Mi spiego. Cominciai a lavorare come sistemista informatica presso diversi Tribunali, spostandomi tra Lombardia, Lazio e Campania, implementando programmi gestionali negli Uffici Giudiziari sui quali poi dovevo istruire il personale e avviarlo nell’utilizzo. Giunta negli uffici mi resi conto che ciò che si chiedeva agli utenti era un modo completamente nuovo e sconosciuto di affrontare il lavoro, di abbandonare vecchi schemi, rinegoziare posizioni e relazioni e subire un riassetto organizzativo. Il cambiamento imposto al personale dai vertici amministrativi generava spesso conflitti all’interno degli uffici che necessitavano di ‘mediazione’. L’approccio sistemico era l’unica opportunità in grado di affrontare problematiche che non potevano essere ricondotte all’incapacità o all’incompetenza dei singoli lavoratori nell’adeguarsi a nuovi sistemi lavorativi,
Da queste mie esperienze lavorative è nato anche un testo che ho presentato all’AIMS (Associazione Italiana Mediatori Sistemici) dal titolo «Mediazione Sistemica nella ‘pubblica Amministrazione dei conflitti’»: oggetto del discorso erano gli interventi di mediazione negli uffici Ministeriali per la gestione dei conflitti generati dal cambiamento organizzativo.
Adesso sono ancora un’informatica, mentre quella della mediazione è un attività che svolgo, per così dire, come volontariato, allo stesso modo della maggior parte degli operatori del sociale che nel nostro Paese non vedono ancora riconosciuta la loro professione, non solo da un punto di vista etico, ma come pragmaticamente utile alla gestione dei conflitti sociali.”

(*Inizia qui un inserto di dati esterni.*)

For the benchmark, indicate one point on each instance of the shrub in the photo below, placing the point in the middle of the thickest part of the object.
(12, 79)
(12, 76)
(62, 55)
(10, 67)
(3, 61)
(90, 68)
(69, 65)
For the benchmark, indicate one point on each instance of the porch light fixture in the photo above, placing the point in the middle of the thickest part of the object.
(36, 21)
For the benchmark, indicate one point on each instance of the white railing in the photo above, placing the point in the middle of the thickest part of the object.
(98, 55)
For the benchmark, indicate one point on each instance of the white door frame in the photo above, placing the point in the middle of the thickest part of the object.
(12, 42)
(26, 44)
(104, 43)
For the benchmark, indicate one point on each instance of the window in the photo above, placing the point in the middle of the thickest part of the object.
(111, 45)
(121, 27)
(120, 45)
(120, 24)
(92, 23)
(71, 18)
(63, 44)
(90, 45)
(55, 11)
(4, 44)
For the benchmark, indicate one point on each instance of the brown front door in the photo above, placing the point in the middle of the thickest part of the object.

Più in particolare: quale il contributo dei suoi studi universitari al suo attuale lavoro?

“I miei studi umanistici e alcuni esami, come ad esempio Psicologia, hanno certamente influito, facendomi acquisire una maggiore sensibilità su alcune tematiche sociali, ma quelle che poi ho scoperto essere tecniche di Mediazione, in particolare, erano già alla base dell’approccio disciplinare di molti docenti dell’Orientale, impegnati a trasmettere un rispettoso confronto interculturale e a contestualizzare ogni relazione con l’altro da sé, tramite attente analisi.
Gli studenti dell’Orientale sono guidati a liberarsi da ogni preconcetto e ad esporre liberamente la propria opinione. In un setting di mediazione tutto questo si chiamerebbe Brain Storming, una tecnica da manuale dall’accattivante nome anglosassone ma vivamente sperimentata durante i miei corsi universitari.”

Se fosse possibile, andrebbe a lavorare all’estero o preferisce comunque restare in Italia? È una domanda che poniamo a parecchi intervistati, per verificare l’atteggiamento dei giovani nei confronti dell’Italia dei nostri giorni.

“Potendo serenamente rispondere a questa domanda, direi della mia personale tendenza a non vedere alcun posto come quello definitivo; o potrei dire – diversamente, cioè: con altre parole – quanto l’Orientale con i suoi studi e le sue radici ben piantate nel territorio partenopeo dia un sano senso di appartenenza che apre al mondo.
Ma la mia risposta è fortemente viziata dalla situazione attuale che vive l’Italia. Il desiderio di esperienze lavorative in altri Paesi (dove tra l’altro l’operatore del sociale è maggiormente riconosciuto e gratificato) è stato sostituito da un sentimento di fuga che paradossalmente mi costringe a restare perché ad affrontare un viaggio guardandosi alle spalle si rischia di diventare statue di sale.
Quotidianamente tento di ripristinare e sottrarre all’abbandono i piccoli spazi che vivo, ma con frustranti e scarsi risultati. Ciò di cui mi sento maggiormente privata come donna, come napoletana, come italiana, è il decoro: il Decoro che gratifica lo sguardo e l’anima, una tela bianca, linda dove poter realizzare pensieri e atti artisticamente sensibili.”